West News Wire: In a staff memo, Alphabet Inc., the parent company of Google, announced that it was eliminating 12,000 positions due to “a changed economic reality,” doubling down on artificial intelligence (AI), and firing employees who support experimental projects.
The layoffs at tech behemoths including Amazon.com Inc, Microsoft Corp, and Meta Platforms Inc, who are shrinking after a pandemic-driven hiring frenzy left them flabby in a poor economy, affect 6% of their staff.
On Friday, Alphabet stock increased 4% after the Mountain View, California-based company announced a roughly third increase in personnel through 2020 and 2021. They had decreased 30% over the previous 12 months, mirroring a 24% decline in the larger tech sector.
Sundar Pichai, Alphabet’s CEO since 2019, said in the memo on Friday that he took “full responsibility” for the decisions that led to the layoffs.
Pichai, whose pay was recently tied more closely to performance, said this was a moment to “sharpen our focus, reengineer our cost base and direct our talent and capital to our highest priorities,” as Alphabet looked to get imbue its products with more AI, echoing comments from Microsoft that announced job cuts on Wednesday.
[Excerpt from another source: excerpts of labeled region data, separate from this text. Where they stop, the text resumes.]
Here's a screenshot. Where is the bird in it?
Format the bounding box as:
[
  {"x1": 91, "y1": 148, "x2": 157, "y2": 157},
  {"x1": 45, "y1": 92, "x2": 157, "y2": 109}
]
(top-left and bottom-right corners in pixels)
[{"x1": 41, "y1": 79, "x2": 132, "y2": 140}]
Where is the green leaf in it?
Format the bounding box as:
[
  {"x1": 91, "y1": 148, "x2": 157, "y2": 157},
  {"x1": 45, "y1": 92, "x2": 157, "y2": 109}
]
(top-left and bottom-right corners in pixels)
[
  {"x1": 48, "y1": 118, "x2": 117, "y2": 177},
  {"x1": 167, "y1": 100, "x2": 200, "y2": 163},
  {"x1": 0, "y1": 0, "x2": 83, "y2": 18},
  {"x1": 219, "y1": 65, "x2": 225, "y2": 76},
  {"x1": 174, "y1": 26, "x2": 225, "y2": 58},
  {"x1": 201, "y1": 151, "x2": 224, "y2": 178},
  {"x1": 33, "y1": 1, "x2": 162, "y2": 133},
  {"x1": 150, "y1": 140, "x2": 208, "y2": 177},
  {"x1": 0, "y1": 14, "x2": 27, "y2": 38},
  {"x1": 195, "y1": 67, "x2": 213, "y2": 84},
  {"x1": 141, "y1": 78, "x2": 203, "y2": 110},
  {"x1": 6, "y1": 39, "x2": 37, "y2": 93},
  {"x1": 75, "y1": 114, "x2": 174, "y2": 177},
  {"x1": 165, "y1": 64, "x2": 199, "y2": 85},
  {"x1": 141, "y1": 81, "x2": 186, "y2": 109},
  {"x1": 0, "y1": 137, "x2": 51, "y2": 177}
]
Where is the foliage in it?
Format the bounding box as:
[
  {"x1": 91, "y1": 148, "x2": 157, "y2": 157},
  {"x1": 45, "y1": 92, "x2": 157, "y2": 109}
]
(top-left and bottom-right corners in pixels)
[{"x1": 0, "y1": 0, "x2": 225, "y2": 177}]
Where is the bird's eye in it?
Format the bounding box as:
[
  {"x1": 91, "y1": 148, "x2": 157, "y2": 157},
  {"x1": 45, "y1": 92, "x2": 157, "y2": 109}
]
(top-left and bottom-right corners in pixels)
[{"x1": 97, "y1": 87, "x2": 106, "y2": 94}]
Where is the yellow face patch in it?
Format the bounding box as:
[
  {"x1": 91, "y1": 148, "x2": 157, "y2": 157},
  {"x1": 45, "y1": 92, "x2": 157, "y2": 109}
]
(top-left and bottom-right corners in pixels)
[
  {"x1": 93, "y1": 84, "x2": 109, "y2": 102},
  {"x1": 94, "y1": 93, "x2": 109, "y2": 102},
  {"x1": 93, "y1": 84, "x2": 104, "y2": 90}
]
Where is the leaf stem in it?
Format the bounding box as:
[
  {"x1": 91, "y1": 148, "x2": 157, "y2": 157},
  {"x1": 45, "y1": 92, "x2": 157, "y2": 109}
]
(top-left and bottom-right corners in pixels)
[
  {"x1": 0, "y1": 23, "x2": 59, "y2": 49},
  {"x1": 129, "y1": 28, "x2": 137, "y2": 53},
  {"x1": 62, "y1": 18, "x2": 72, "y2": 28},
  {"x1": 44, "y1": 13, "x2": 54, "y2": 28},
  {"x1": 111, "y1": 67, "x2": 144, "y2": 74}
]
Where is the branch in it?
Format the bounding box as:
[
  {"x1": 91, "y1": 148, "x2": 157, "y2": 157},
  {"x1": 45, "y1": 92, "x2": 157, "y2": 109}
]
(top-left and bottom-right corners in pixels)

Alphabet, long a leader in AI, is facing competition from Microsoft, which is reportedly looking to boost its stake in ChatGPT a promising chatbot that answers queries with human-like responses.
Advertising dollars, Alphabet’s mainstay revenue source, meanwhile, is feeling the squeeze from businesses chopping budgets as consumers pull back spending.
“It is clear that Alphabet is not immune from the tough economic backdrop, with worries about a U.S. recession growing,” said Susannah Streeter, an analyst at Hargreaves Lansdown.
“Ad growth has come off the boil, competition is also heating up, with Alphabet facing a powerful rival in TikTok, and Instagram also vying for its important YouTube viewers,” Streeter said, noting that Alphabet has also racked up billions in regulatory fines.
Evercore ISIS analyst Mark Mahaney said Alphabet’s record-high headcount had created major margin risk going into fiscal 2023 and Bernstein analyst Mark Shmulik said the job cuts could save the company Alphabet $2.5 billion to $3 billion in costs.
With Alphabet’s staff cuts, layoffs at four of the biggest U.S. tech companies total 51,000 jobs in the past few months. They have fanned fears of a recession even as the U.S. job market remains tight.